I recently just finished reading, "Let's All Be Brave" by Annie F. Downs, and amongst some major truth bombs and the current repetition of "brave" seemingly being a call in my life, she brought up Shadrach, Meshac, and Abednego, 3 dudes who lived in Babylon under King Nebuchadnezzar's rule, refused to bow down to a golden statue of the king and worship Babylonian gods, got thrown into a furnace because they refused to obey the king, and who also happened to survive a super hot furnace.
It's a story I grew up hearing in Sunday school, because it demonstrated how awesome God is, and there's also a Veggie Tales movie about the same thing, so I thought I was pretty up on the story. (And if you tell me you don't remember STAND UP STAND UP, you're lying.)
(Unrelated: I'm now listening to Veggie Tales for the rest of the night.)
I could almost predict where I thought she would go with this: Shadrach, Meshac, and Abednego were brave because they stood up for what they believed in, and their faith and resistance to the ways of the world saved them, blah blah blah.
Except... she pointed out the verses 16-18 in Daniel 3, which say:
"Your threat means nothing to us. If you throw us into the fire, the God we serve can rescue us from your roaring furnace and anything else you might cook up, O King. But even if he doesn't, it still wouldn't make a bit of difference. We still wouldn't serve your gods or worship the gold statue you set up."

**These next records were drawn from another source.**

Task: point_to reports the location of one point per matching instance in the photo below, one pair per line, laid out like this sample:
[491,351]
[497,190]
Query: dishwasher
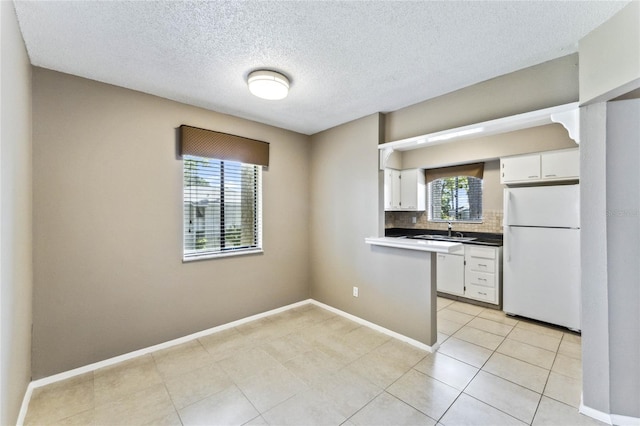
[450,273]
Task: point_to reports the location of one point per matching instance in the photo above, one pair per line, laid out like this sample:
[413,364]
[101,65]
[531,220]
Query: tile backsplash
[491,222]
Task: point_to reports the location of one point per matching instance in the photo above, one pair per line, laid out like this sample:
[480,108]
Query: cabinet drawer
[481,265]
[478,251]
[481,279]
[481,293]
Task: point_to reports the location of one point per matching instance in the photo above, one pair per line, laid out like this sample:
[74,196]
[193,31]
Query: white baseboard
[125,357]
[595,414]
[610,419]
[376,327]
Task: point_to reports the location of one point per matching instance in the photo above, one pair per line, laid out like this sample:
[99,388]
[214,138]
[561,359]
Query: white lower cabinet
[474,275]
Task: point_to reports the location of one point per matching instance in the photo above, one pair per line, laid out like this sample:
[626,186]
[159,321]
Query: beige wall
[610,57]
[345,209]
[16,280]
[109,277]
[545,85]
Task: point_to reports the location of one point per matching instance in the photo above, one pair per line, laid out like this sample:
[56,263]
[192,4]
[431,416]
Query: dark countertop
[482,238]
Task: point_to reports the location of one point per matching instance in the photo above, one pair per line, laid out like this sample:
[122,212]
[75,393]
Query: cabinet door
[412,190]
[395,190]
[520,169]
[409,189]
[450,273]
[561,165]
[388,183]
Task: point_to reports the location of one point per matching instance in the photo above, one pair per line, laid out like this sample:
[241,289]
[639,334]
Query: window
[222,207]
[455,198]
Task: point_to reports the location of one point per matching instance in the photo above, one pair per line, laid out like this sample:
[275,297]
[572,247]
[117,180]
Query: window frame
[430,199]
[257,248]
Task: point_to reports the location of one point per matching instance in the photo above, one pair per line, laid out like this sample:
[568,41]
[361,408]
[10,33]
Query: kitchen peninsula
[408,269]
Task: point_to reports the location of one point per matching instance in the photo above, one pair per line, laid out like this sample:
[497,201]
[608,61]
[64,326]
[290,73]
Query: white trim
[617,419]
[493,127]
[25,404]
[610,419]
[376,327]
[125,357]
[595,414]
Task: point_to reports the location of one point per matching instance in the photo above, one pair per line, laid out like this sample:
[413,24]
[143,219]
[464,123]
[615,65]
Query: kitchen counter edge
[420,245]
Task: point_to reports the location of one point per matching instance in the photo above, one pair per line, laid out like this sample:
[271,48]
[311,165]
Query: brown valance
[473,170]
[222,146]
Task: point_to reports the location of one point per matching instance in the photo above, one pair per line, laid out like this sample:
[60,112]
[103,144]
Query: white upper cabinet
[404,190]
[563,164]
[541,167]
[522,168]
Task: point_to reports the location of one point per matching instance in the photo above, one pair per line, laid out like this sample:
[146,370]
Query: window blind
[474,170]
[222,207]
[456,198]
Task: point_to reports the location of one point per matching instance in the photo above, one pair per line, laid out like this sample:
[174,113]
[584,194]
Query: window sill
[230,253]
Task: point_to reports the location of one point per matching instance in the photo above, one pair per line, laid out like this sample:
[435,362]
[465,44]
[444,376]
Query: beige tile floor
[309,366]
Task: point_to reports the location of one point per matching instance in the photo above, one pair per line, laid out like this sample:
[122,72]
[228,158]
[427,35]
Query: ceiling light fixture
[268,85]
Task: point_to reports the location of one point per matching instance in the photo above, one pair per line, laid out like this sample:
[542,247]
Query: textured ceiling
[345,59]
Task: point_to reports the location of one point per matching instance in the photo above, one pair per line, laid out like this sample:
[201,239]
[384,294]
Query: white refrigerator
[541,270]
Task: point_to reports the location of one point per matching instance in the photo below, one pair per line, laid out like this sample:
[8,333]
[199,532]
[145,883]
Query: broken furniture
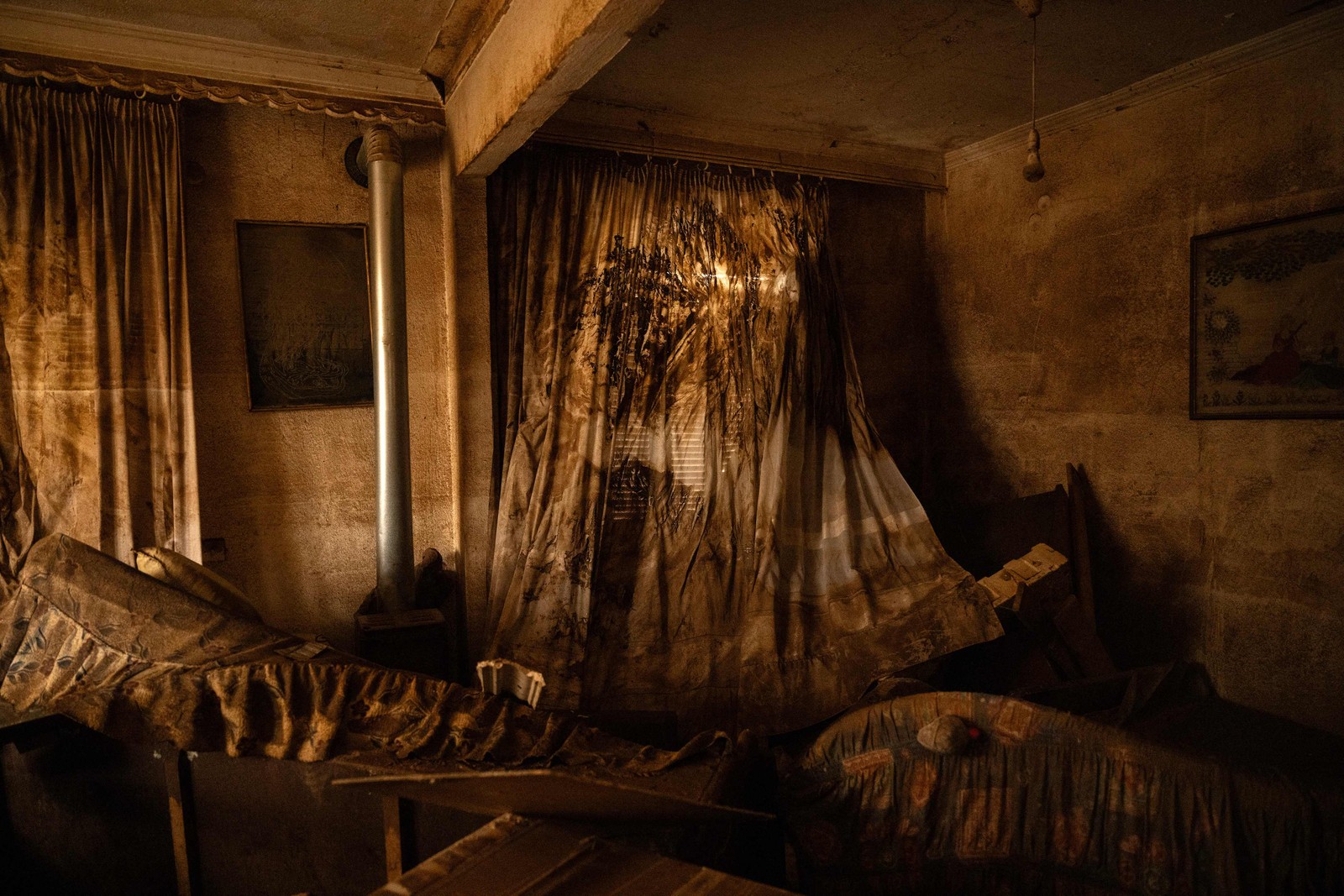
[1042,801]
[132,658]
[535,857]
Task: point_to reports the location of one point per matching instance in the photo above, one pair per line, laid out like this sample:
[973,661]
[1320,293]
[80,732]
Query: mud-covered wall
[1065,315]
[878,248]
[292,492]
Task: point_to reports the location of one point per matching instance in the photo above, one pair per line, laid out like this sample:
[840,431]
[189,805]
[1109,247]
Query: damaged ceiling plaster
[927,76]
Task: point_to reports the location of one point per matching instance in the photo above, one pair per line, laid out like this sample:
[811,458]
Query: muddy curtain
[96,412]
[694,510]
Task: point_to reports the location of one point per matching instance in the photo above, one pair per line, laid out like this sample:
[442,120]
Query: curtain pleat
[696,513]
[96,409]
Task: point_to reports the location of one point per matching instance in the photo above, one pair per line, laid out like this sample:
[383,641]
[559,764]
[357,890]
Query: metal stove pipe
[381,156]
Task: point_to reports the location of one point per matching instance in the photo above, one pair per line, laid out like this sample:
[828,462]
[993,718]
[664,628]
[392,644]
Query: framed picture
[306,315]
[1267,318]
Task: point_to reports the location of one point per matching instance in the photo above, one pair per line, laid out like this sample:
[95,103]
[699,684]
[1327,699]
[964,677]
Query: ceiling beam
[538,54]
[874,164]
[49,34]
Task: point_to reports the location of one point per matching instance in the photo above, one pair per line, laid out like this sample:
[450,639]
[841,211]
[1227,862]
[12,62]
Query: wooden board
[546,793]
[530,857]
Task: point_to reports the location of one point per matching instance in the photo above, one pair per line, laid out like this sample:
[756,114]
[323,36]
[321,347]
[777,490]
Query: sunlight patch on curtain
[694,510]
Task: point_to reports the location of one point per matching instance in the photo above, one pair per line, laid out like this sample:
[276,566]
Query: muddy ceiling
[390,31]
[927,74]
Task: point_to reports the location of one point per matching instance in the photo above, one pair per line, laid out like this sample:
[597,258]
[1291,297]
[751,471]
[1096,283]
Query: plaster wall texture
[878,248]
[292,492]
[1065,311]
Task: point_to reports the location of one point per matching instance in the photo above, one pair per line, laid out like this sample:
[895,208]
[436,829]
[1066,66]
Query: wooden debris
[528,856]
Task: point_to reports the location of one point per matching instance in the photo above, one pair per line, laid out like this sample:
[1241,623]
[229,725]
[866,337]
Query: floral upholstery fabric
[1045,802]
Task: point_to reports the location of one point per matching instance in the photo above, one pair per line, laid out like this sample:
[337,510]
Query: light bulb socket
[1032,170]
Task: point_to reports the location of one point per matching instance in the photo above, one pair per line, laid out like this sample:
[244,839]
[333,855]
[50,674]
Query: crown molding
[123,46]
[1323,26]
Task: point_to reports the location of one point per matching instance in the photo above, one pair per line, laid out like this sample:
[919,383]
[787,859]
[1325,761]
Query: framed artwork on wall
[306,315]
[1267,320]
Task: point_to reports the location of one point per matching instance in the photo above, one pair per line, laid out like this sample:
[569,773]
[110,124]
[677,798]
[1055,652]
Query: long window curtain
[97,436]
[696,513]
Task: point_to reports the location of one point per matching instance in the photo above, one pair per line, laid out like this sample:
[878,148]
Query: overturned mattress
[1043,802]
[120,652]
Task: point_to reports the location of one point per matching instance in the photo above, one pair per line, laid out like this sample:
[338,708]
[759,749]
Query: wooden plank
[548,793]
[538,53]
[528,856]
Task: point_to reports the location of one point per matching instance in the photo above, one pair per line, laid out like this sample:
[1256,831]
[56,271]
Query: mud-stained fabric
[97,437]
[1045,802]
[694,510]
[127,654]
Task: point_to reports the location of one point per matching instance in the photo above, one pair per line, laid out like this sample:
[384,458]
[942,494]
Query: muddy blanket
[127,654]
[1043,802]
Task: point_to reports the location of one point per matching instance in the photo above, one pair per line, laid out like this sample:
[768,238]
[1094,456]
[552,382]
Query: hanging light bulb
[1032,170]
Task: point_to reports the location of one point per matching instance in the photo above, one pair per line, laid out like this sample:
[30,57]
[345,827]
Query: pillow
[187,575]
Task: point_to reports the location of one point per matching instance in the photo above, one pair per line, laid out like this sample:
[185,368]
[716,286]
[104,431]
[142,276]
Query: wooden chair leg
[181,820]
[393,837]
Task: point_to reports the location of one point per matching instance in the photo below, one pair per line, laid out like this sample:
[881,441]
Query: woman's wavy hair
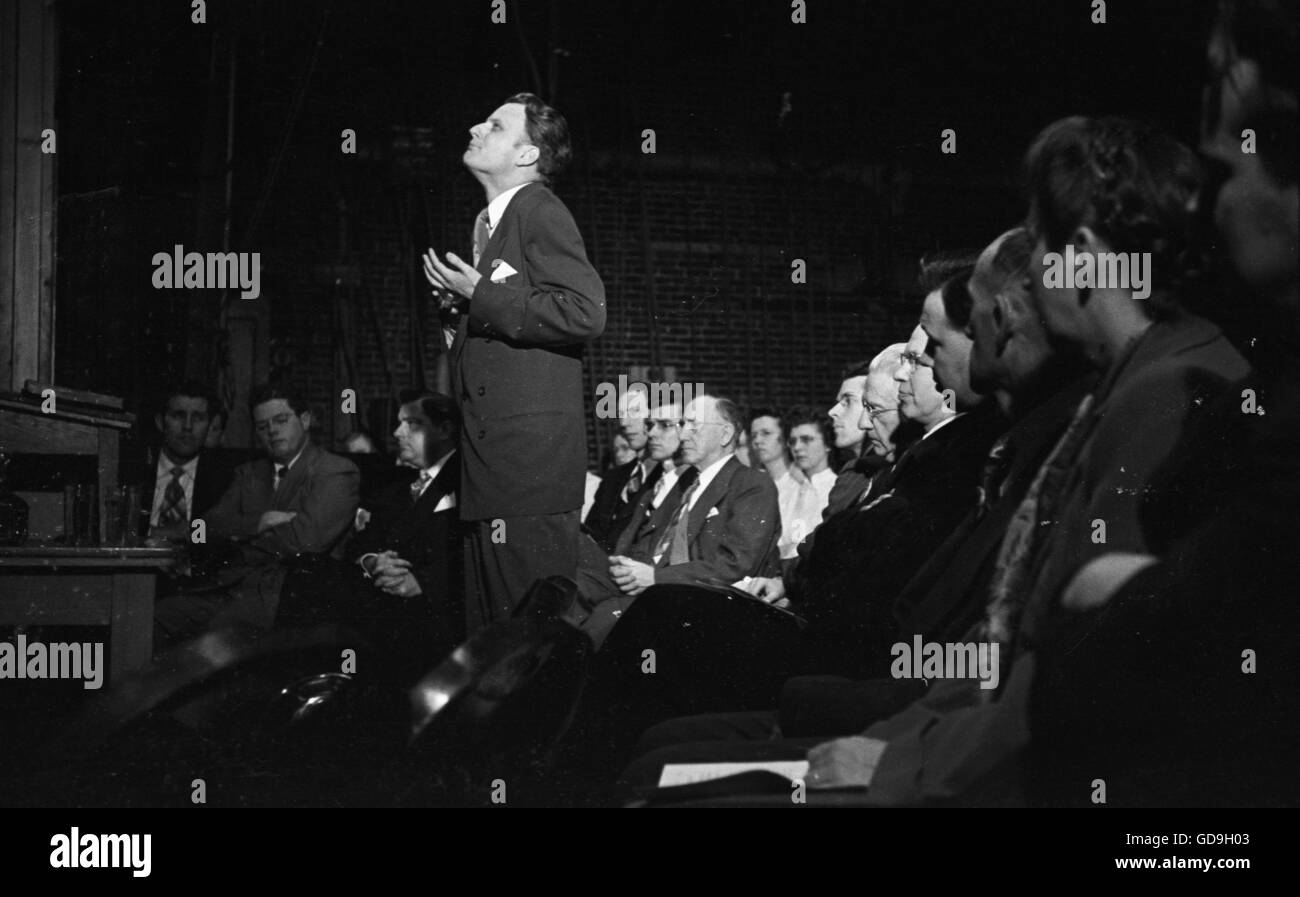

Maybe this won't be a truth bomb in your life, but can we still talk about this?
Because these men stood up and confidently said, "Hey, we know God can rescue us from anything you toss at us."
But then - in the next breath - say, "But even if he doesn't, it wouldn't make a difference. We'd still only worship God."
Lately, I've been trying to live my life in a way that reflects that I am anchored in joy and hope. But this takes the idea of having "this hope as an anchor, firm and secure for our souls" (Hebrew 6:19) to a whole other place.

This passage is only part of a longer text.